With a vast, bountiful filmography virtually unparalleled in cinema, Chilean director Raúl Ruiz helmed over one-hundred features before passing away in 2011 at the age 70. Considering he was so prolific, there were a few projects that never saw the light of day, one of them being The Wandering Soap Opera. Filmed back in 1990, the loving spoof of the telenovela was eventually completed by his wife and collaborator Valeria Sarmiento in 2017, where it premiered at Locarno Film Festival.
I had the chance to see the formally inventive, humorous spoof at Film Society of Lincoln Center’s retrospective last year and now Cinema Guild has now picked it up for a U.S. release, where it’ll bow at Anthology Film Archives on May 17. Ahead of the release–which we named one of our most-anticipated of the summer–we’re pleased to premiere the new trailer, which includes some love from Guy Maddin, who calls it “the purest and deepest of cinema’s dream.”
Rory O’Connor said in his review from the Locarno premiere, “It is a work that is packed to the brim with surrealist nods to the radical upheavals that were happening in the country at the time and also to that incomparably idiosyncratic medium, the telenovela itself. Ruiz’s film appears to suggest that as Pinochet stepped down from power, the politicians and Chilean people were acting as if they were in such a soap opera. The ability to truly understand this chaotic piece of work might rely on the viewer having knowledge of both the key figures involved and perhaps even the serialized TV shows themselves.”
See our exclusive premiere of the trailer below, along with the poster and synopsis.
Filmed by Chilean master Raúl Ruiz in 1990 but left unfinished until it was completed by his wife and collaborator Valeria Sarmiento in 2017, The Wandering Soap Opera is a dreamily interconnected series of vignettes that spoof on telenovela conventions while reflecting Ruiz’s feelings upon returning to his native Chile after more than 15 years away. In one episode, a man seduces a woman by showing her his muscles, which are actually slabs of raw meat slapped into her hand. Later, the man has a gun pulled on him when he accuses a poet of plagiarism. Meanwhile, through the television screen, five women have lost their husbands after an earthquake and embrace a better future together. All along, back and forth across screens, people are watching.

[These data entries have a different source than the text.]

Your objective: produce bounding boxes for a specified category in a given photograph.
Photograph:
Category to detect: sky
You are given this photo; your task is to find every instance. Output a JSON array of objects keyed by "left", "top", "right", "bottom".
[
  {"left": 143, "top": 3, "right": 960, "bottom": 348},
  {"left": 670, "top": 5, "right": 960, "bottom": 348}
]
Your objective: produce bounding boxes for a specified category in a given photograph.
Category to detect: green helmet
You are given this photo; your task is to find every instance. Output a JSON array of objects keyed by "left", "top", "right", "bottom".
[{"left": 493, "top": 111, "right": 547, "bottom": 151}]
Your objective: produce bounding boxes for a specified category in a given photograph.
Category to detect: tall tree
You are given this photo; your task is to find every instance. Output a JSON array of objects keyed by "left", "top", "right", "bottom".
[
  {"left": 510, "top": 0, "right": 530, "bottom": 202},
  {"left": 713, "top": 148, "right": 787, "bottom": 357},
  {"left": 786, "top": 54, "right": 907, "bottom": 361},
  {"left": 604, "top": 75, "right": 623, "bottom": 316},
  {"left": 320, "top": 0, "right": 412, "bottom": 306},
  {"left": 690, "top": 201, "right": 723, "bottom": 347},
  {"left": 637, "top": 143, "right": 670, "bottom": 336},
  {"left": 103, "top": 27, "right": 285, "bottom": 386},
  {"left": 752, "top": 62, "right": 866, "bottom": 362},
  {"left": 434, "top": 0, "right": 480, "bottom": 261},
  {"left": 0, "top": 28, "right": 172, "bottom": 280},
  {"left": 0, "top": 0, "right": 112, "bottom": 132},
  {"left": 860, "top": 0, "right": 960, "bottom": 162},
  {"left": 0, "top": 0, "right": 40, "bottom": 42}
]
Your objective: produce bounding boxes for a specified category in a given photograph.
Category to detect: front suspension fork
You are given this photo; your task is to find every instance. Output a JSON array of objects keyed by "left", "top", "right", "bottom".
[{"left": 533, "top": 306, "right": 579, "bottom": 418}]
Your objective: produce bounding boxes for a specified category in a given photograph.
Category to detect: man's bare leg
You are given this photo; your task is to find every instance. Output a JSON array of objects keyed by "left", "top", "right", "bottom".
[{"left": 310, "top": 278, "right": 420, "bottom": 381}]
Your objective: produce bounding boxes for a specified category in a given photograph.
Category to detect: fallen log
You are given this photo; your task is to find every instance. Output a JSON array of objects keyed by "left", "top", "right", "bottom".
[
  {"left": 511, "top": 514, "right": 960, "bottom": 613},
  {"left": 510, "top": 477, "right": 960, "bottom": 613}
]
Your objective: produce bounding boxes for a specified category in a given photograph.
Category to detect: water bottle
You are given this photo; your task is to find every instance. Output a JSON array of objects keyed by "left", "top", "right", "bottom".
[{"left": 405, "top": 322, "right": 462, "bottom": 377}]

Shot in gorgeous Super 16mm and featuring one zany performance after another from a cast having the time of their lives, The Wandering Soap Opera is a glorious sendup of the telenovela, which, at the end of Augusto Pinochet’s dictatorship, Ruiz called the very best lens through which to understand “Chilean reality.”
The Wandering Soap Opera opens at NYC’s Anthology Film Archives on May 17.